From Chef to Kubernetes

For years, DT Exchange relied on Amazon Web Services (AWS) with EC2 instances. But once we encountered a massive surge in demand, hitting two million requests per second, we had to scale up to 6,000 EC2 instances. However, this success came with challenges. We had to navigate complexities like managing traffic across multiple ELBs using Akamai GTM for traffic management and automating configurations using Chef. It wasn't an easy journey, but we overcame these obstacles.

Transitioning from Our Old Environment to Kubernetes and Dockerization

We made the strategic decision to transition to Kubernetes and Dockerize our system. This shift offered several compelling advantages over our previous architecture. Firstly, Kubernetes simplified infrastructure management, allowing us to focus more on development and less on maintenance tasks. Secondly, Dockerization streamlined our deployment process, making it more efficient and cost-effective In addressing this challenge, we implemented a comprehensive pipeline encompassing preparation and deployment. While this strategy initially appeared promising in resolving the issue, we encountered additional problems at scale.

So what is the solution? Well, this is what we want to talk about today!

Preparations and Dockerization

Transitioning from Multi-Repo to Monorepo

Our project is a multi-module project, using Maven as the build tool and written in Java 8 and Scala 2.11.8. Initially it consisted of multiple repositories, each containing different components and dependencies. Among these was our crucial "setup" module, responsible for configuring our environment for local testing and system runs. However, relying on external repositories for essential dependencies posed challenges, leading us to migrate to a unified monorepo structure. A significant challenge we faced was the rigid dependency on a static path ("/mnt/...") for accessing system and integration configurations. This approach lacked flexibility across different operating systems, limiting our adaptability.

To address this, we embarked on a refactoring journey, reconfiguring our codebase to accommodate various paths enhancing our control over configurations, and transitioning into a monorepo approach. This transition to a monorepo structure not only consolidated our codebase but also streamlined our build processes and improved operational efficiency. By centralizing our project components and dependencies, we established a more cohesive and manageable development environment.

Embracing Dynamic Configurations with Helm

In addition to restructuring our repository, we revamped our approach to managing configurations, particularly those previously handled by Chef. These configurations played a pivotal role in system setup, encompassing crucial settings essential for image deployment. One notable challenge was the dynamic nature of certain configurations, such as MaxMind and WURFL files, which underwent frequent updates. Previously managed by Chef, these files required intricate procedures for downloading and incorporating them into our image deployment process.

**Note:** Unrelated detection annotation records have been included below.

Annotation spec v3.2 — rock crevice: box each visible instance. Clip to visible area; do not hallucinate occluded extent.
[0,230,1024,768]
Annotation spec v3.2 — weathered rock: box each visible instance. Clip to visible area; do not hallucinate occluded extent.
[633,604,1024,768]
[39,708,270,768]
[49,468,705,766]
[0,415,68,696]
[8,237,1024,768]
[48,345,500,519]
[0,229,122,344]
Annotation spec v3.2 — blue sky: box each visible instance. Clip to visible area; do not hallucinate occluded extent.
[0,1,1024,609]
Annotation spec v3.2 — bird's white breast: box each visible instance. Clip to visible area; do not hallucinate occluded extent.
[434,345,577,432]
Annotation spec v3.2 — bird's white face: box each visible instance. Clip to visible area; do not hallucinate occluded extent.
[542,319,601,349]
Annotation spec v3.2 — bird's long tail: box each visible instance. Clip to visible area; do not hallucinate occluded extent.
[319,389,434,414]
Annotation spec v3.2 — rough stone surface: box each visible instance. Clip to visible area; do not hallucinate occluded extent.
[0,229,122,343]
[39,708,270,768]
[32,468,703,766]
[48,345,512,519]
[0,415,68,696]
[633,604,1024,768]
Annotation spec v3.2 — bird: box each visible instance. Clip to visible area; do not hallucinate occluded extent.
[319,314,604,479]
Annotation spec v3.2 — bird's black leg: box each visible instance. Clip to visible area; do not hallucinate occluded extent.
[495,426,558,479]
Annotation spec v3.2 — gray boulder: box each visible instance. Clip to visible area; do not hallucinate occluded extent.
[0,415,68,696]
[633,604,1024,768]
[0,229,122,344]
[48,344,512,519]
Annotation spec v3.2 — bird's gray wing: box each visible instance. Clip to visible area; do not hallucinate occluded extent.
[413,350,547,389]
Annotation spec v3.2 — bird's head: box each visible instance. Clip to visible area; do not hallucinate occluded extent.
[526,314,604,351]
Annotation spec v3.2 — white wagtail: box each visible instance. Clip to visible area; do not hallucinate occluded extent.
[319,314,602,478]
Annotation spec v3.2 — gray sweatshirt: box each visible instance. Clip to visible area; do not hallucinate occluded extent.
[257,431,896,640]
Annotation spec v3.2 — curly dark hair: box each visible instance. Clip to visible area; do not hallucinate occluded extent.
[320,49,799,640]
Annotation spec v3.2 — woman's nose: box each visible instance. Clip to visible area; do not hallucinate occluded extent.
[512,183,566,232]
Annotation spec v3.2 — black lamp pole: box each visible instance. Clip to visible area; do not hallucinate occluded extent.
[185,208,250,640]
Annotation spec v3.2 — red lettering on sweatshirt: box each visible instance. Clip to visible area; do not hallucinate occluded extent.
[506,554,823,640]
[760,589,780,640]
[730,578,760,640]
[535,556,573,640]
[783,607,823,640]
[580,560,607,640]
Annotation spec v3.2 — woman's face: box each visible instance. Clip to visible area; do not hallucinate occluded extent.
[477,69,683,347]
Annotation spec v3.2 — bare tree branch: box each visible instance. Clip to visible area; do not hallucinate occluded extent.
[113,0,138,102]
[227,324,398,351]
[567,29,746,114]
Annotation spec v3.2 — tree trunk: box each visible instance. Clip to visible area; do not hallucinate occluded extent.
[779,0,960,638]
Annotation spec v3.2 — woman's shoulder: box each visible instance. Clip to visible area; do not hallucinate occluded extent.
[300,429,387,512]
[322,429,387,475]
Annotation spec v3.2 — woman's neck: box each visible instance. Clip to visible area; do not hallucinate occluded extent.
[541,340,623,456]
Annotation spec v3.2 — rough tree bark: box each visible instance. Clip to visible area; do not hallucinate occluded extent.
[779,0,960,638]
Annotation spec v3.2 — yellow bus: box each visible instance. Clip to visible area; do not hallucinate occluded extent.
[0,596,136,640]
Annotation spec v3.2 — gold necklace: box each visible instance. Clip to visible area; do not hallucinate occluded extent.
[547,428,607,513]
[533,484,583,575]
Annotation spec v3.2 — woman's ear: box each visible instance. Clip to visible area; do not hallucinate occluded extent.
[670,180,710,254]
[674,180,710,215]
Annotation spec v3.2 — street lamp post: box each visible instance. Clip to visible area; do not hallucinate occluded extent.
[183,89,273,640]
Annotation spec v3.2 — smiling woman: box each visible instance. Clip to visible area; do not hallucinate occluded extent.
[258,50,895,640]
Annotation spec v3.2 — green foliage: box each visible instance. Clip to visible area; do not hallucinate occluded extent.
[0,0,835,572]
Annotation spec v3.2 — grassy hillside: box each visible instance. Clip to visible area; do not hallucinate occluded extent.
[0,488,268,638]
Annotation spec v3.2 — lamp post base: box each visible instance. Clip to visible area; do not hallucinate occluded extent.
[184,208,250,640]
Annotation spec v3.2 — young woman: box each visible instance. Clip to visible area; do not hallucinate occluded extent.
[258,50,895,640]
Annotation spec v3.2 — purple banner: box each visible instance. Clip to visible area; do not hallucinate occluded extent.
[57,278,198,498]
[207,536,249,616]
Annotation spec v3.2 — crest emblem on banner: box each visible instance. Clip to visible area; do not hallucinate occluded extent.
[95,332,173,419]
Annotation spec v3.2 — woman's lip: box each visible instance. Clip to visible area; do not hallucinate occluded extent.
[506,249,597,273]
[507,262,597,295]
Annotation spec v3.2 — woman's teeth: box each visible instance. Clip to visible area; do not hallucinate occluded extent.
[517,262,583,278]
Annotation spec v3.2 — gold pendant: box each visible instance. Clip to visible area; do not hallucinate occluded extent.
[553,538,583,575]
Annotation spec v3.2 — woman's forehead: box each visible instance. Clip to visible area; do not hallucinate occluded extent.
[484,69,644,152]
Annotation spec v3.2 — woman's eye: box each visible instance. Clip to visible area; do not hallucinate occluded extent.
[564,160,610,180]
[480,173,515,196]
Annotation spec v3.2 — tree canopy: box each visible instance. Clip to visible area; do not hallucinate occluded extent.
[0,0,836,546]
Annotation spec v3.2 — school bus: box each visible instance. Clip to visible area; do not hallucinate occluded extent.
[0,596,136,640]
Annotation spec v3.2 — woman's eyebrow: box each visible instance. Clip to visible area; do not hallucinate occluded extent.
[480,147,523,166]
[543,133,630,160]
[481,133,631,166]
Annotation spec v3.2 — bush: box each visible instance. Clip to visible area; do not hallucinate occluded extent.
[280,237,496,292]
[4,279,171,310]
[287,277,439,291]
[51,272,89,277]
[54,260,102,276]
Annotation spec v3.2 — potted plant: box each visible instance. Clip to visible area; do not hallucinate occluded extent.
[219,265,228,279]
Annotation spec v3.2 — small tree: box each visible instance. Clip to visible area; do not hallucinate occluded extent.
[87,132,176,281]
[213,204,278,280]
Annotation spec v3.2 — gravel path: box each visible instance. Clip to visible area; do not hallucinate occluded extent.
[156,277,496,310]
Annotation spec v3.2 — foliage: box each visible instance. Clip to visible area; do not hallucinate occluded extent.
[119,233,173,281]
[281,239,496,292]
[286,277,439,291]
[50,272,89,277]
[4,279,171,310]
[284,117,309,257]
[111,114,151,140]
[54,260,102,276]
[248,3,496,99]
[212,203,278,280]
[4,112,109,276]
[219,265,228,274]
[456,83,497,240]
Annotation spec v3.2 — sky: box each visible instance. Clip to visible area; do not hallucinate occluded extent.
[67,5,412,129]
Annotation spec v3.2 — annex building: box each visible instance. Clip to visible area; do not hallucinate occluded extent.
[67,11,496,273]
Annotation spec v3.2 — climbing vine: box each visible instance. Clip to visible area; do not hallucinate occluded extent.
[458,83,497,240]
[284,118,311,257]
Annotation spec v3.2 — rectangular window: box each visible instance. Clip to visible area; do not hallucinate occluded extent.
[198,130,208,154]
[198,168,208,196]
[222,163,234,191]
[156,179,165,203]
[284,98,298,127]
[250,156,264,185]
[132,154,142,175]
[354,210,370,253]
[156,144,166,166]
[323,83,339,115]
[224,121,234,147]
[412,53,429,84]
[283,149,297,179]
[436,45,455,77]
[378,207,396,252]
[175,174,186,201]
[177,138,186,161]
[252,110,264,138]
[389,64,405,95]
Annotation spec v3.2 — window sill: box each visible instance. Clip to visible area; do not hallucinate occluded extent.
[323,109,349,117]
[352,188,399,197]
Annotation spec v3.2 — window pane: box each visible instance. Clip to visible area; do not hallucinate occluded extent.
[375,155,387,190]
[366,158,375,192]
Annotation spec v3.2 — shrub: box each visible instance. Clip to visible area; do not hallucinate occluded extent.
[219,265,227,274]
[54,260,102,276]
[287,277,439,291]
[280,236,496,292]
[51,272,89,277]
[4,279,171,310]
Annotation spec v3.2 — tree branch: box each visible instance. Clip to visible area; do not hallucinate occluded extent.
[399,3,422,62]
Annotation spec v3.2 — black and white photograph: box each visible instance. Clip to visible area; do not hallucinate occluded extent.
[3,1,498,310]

To streamline this process and ensure seamless integration of dynamic configurations, we transitioned to leveraging Helm. Helm provided us with a more robust and efficient mechanism for managing configurations within our deployment pipeline. By encapsulating configuration settings into reusable Helm charts, we facilitated consistent and automated deployments across our environments. Embracing Helm not only simplified our configuration management process but also enhanced our ability to deploy applications with the latest and most up-to-date configurations.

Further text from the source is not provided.